Traces of bird flu virus found in some milk and pasteurized dairy, FDA says


(NEW YORK) — As federal agencies and state partners continue investigating outbreaks of highly pathogenic avian influenza (HPAI) — more commonly referred to as bird flu — the U.S. Food and Drug Administration says it discovered fragments of the virus in some samples of milk.

In an update from the FDA, the agency said it tested milk samples by polymerase chain reaction (PCR) and found the presence of fragments of the virus, which is not the same as infectious virus and currently poses no increased risk to human health.

“Based on available information, pasteurization is likely to inactivate the virus, however the process is not expected to remove the presence of viral particles,” the FDA said.

“At this point, when you look for something in public health, science and medicine, your chances of finding it go up,” ABC News chief medical correspondent Dr. Jennifer Ashton said.

Citing a senior official at the Centers for Disease Control and Prevention, Ashton said, “the overall risk to the general American population is low, particularly from dairy cows, however, ‘they are taking this very seriously."”

What to know about bird flu and safety of milk supply

Importantly, the FDA stated, “we have seen nothing that would change our assessment that the commercial milk supply is safe” and expect new results from multiple studies “in the next few days to weeks.”

Concerns were first raised last month when HPAI was detected in dairy cows across multiple states, but the USDA and FDA maintain that the U.S. commercial milk supply remains safe due to “the pasteurization process and the diversion or destruction of milk from sick cows.”

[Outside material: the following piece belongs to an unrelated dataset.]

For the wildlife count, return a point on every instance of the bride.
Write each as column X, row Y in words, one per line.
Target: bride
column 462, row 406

“Nearly all (99%) of the commercial milk supply that is produced on dairy farms in the U.S. comes from farms that participate in the Grade ‘A’ milk program and follow the Pasteurized Milk Ordinance (PMO), which includes controls that help ensure the safety of dairy products,” the FDA update continued.

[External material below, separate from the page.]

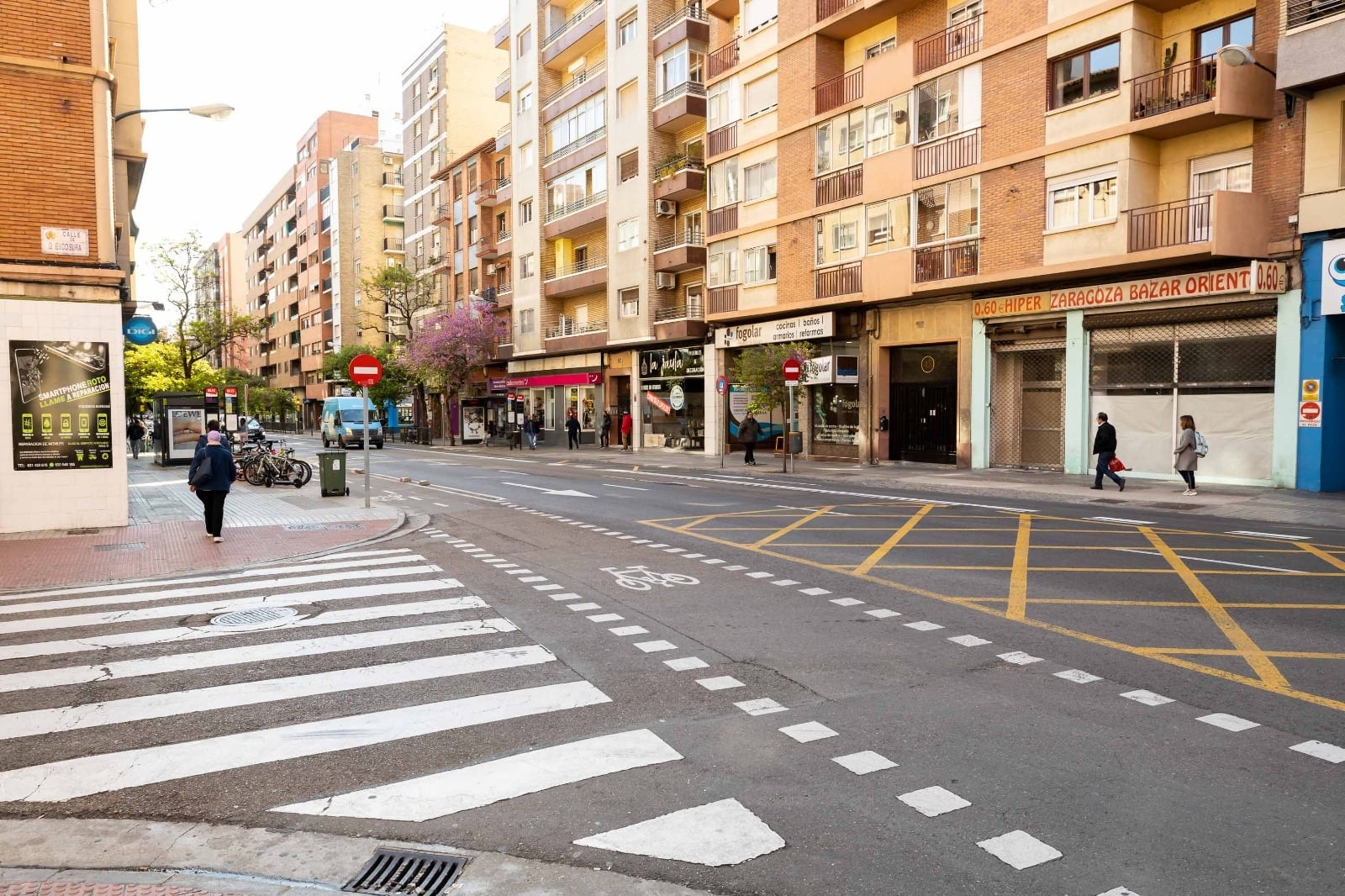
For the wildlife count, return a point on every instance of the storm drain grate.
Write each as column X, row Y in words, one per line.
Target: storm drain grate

Aside from pasteurized milk, both the FDA and CDC warn against drinking raw milk or products made with it that are typically bought at farms or local stores, due to possible viruses or bacteria that can lead to infection or foodborne illness.

Twenty states explicitly prohibit raw milk sales in some form. And milk that travels across state lines must be pasteurized, according to federal regulations.

HPAI was first detected in 1996 and there have only been two cases of human H5N1 in the U.S. so far. There have been no reports of human-to-human spread in the U.S.